ROWING has been at the heart of Kate O’Sullivan’s career ever since she first stepped into a boat.
It is thanks to her wealth of skills and experience that is why the local community has benefited from an increased uptake in rowing.
Now deputy chairwoman on the board of British Rowing she has successfully grown coaching numbers, ensured the views of the clubs and regions were always represented, and helped increase diversity in the sport.
The 57-year-old moved to the Tees Valley in 1985 and remains a passionate advocate of rowing in the North-East.
Ms O’Sullivan was the first female captain of Tees Rowing Club in 1988 where she established an adaptive rowing programme and today remains a committed junior coach.
Her dedicated work also extends outside of the region by carrying out a mentoring scheme to improve the number of women in high performance coaching positions in world rowing.
And she has now been awarded a British Empire Medal for outstanding services to rowing.

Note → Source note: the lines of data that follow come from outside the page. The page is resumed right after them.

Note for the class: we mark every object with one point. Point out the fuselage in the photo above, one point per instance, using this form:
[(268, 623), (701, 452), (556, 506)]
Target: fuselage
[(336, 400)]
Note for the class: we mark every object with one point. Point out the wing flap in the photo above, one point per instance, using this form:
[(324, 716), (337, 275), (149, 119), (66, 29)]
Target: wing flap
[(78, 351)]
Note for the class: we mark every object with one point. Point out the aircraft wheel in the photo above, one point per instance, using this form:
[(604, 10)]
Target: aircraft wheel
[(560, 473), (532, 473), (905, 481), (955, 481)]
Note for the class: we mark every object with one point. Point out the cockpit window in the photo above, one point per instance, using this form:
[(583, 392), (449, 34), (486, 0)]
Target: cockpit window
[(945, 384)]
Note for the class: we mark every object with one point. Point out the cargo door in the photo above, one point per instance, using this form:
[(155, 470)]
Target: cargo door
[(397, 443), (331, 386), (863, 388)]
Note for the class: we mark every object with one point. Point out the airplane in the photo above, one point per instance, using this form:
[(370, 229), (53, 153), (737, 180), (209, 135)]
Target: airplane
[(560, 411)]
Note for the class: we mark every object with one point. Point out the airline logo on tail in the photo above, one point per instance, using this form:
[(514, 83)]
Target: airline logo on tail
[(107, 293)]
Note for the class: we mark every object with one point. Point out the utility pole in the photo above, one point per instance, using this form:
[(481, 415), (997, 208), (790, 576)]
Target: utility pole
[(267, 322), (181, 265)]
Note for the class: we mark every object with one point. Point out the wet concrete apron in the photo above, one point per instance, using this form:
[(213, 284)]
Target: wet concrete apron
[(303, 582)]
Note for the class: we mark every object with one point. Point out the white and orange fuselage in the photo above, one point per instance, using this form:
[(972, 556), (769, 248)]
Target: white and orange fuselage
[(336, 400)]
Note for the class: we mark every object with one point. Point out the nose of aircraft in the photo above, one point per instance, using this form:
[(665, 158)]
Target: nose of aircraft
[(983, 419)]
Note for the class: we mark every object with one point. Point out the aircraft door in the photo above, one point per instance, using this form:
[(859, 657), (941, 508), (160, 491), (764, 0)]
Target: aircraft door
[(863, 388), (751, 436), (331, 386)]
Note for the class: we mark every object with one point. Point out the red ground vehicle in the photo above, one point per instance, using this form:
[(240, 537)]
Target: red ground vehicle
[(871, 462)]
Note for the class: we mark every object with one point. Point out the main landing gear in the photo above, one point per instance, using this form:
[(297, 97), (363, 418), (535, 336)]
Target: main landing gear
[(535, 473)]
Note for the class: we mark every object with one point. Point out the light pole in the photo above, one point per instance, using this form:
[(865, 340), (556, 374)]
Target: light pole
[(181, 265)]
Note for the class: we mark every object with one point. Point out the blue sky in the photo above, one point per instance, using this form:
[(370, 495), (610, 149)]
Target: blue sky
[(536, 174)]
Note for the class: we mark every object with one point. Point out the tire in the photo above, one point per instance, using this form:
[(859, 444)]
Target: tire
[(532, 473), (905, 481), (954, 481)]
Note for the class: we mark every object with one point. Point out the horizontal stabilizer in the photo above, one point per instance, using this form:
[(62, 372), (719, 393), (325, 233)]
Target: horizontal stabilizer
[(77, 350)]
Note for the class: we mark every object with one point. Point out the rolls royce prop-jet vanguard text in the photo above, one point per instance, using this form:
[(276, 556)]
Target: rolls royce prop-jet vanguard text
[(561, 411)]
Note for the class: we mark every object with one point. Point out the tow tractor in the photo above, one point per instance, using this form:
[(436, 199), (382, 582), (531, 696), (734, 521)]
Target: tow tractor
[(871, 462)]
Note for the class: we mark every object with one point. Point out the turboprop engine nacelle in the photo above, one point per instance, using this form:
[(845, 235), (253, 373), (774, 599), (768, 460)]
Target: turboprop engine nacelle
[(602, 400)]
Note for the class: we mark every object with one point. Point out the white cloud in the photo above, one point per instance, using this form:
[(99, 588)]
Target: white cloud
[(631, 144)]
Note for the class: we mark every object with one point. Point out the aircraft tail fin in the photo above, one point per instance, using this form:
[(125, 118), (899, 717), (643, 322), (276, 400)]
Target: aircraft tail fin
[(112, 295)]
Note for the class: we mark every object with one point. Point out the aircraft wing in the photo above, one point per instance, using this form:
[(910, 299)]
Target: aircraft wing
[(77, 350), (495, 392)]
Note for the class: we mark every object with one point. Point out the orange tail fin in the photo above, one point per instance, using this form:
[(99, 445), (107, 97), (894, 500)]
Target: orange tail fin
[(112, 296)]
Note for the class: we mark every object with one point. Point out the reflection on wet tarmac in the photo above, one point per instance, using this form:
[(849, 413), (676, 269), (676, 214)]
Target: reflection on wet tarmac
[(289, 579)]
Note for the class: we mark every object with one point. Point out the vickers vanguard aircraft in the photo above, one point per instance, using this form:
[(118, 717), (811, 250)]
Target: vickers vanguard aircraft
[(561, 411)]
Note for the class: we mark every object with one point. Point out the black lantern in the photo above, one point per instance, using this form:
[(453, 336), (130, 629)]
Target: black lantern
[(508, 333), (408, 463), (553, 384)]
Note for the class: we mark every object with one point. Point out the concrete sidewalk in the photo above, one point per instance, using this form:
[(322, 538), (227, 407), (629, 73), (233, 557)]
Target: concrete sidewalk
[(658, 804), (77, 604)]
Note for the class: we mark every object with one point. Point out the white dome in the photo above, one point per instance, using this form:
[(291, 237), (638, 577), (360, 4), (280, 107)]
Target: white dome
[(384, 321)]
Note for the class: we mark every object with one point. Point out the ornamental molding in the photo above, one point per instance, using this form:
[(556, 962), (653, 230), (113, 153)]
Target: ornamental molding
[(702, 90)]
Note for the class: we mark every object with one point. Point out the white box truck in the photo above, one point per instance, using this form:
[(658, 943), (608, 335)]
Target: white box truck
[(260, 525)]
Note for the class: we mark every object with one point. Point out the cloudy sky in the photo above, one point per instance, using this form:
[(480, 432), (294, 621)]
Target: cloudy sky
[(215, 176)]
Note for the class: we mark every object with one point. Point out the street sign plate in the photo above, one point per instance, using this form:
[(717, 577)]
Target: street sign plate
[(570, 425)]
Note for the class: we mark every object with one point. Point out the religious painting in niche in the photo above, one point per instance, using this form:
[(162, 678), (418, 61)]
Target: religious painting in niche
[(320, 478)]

“I am honoured to receive the award,” Ms O’Sullivan said. “I am hopeful that the award will enable me to do even more to ensure our sport is as accessible to as many people across the Tees Valley, North-East and country as a whole.”
Ms O’Sullivan, whose rowing career started as a cox at Leeds University, has established herself as a linchpin of Tees Rowing Club and has helped organised the popular Tees Regatta for over 25 years.
Her passion for the sport is clear, and youth development is central to her future ambitions.
Ms O’Sullivan added: “My philosophy is to place the development at the centre of all that we do, and to get the kids to the age of 18, fit healthy and ready to fulfil their potential as adults. ”
“I’m trying to develop a pathway for locals to follow in the footsteps of local kids who have gone onto achieve international success.”
She’s currently developing a concept named ‘Tees Rowers Building Bridges’ which aims to work with local agencies to give locals a chance to have a great life. “I love to see people just grow as individuals through sport irrespective of how good they are,” she said.